Good look at things. I have a different view. Fixed assets have almost doubled in two years (2012 to 2014). The 'income' that is claimed in the financial statements almost certainly does not exist and the fixed assets are over-valued and or do not exist. This is all going on while sales are going down. A balloon made of lead can only fly for so long. Soon, in the next 24 months, the truth will need to come out. At some point the money runs out.
Imagine if some of the debt that was unsecured was replaced with secured debt that would be the lead in a bankruptcy case. No. That wouldn't happen.
Agreed. Last offer fell through. Reason was never disclosed, but they had to pay $50M to walk away. So whatever they found, scared them quite a bit.
If you really are J Sellitti, my only question is have you formally complained to the SEC? Posting to a Yahoo message board is going to do nothing other than give the trolls more food.
Spencer and Busshaus should be facing felonies and jail time and definitely should not ever be allowed to be officers or board members of publicly held companies.
The guns came out when hundreds of millions of debt (unsecured) due 2040 was moved to secured due 2020. LG pulled out the guns and pointed them directly at CLF shareholders' heads. He knew the endgame and wanted it to be on his terms and he knew he wouldn't be around in 2040.

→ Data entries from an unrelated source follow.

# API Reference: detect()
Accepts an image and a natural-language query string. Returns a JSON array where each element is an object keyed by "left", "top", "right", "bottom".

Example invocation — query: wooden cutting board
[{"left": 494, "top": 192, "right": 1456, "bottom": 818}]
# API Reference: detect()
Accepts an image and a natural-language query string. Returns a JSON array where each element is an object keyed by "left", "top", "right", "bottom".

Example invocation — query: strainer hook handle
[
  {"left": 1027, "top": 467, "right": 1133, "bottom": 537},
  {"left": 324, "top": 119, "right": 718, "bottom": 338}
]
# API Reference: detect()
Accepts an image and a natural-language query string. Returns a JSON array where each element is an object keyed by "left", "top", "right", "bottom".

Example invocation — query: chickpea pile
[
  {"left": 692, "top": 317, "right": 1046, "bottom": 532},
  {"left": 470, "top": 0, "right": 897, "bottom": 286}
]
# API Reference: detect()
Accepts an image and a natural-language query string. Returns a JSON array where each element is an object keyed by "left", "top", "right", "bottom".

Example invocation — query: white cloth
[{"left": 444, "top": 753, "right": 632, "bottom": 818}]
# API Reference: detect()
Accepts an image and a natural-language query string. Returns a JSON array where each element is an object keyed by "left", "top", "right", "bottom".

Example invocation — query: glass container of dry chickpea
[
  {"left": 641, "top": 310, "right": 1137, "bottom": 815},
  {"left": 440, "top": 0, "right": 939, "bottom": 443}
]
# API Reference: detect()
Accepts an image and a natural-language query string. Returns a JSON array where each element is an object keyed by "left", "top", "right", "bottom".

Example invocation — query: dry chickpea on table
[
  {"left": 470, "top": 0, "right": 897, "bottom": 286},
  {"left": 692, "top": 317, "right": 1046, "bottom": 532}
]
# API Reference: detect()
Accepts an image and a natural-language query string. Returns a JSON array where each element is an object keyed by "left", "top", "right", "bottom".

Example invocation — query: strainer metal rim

The company owns its financial statements. Auditors do not own their clients' financial statements. Investors, lenders and other stakeholders may rely on the auditor's opinion under many circumstances. The company is the most culpable, the auditor is next on the list. Unless the auditor did something outside the norm, for instance the auditor told the company to use a certain accounting method, there should be no reason to believe the auditor did anything wrong other than not discover the COGS misstatement. This would be negligence, most likely.
Big concern is inventory. How do you lose 50% of sales, lose your biggest customer and inventory stays the same. My guess is there is no outlet for a big piece of inventory and therefore has little to no value according to GAAP.
So, if I'm right, inventory will be revalued with no incoming cash. Bankruptcy will be forced within 12 months. If I'm wrong, there's at least $10M of cash available in inventory. There will be a big race to turn that into cash before there's a forced bankruptcy.
CPA firm is in legal trouble, then so is management and BOD. CPA firm can be negligent (many types) in not discovering misstatement, but the numbers are owned by management, not the CPA firm.
Given all that is going on, the market is telling you that no one really knows what book value is at the moment. Things will sort themselves out in the coming months. I'm a few hundred shares in, waiting for a bottom, more DD in the meantime.
The company just said COGS was understated, which leaves inventory overstated. The question is by how much... For value investors this may move the needle a minor amount but dents trust quite a bit, for growth and momentum investors, this will be a / has been a huge issue.
Thanks for the 'heads up'. I'm assuming if I ask for certificates to be issued then there would be a fee but no admin fee when it is dead. I'll look into the various options. I'll sell or take a rough piece of toilet paper.
I've been following the stock for a few years. Get in between $7 and $9 get out between $10 and $12. The one thing that is scary is the buyout that fell through. The private equity suitor paid millions to walk away. Who does that unless they found something in due diligence that was 'irregular'? Nothing has come of it so far, but my guess is there's a ton of $s to be written off. Its possible the cash flow statement is misleading and that $s are coming from vendor financing and that inventory is overstated. This looks like a bargain. PBY doesn't move and produce like the others in this sector. So definitely red flags exist.
Compare PBY to all competitors either retail and/or service. I'll bet PBY is the lone dog. I'm long, but I'm also wondering what lurks in the balance sheet such that this hasn't moved one bit.
This is already beat down. The recent debt swap sets this up for bankruptcy in 2020 if not before. Only good news in the next 12 months is that preferred shares will convert to common and the $50M in dividends to preferred shares will go away. $50M is only a drop in the bucket compared to the debt load.
CFO leaving before earnings means that CEO doesn't like the earnings and would rather have someone he can push around to make the numbers look better. CEO definitely wants to control anything and everything that might be a negative. He dumped on the analyst because he didn't like his answers. He dumped CFO most likely for the same reason.
I don't see upside in this stock for at least 24 months. Still 100% downside risk for the next 4 years or so.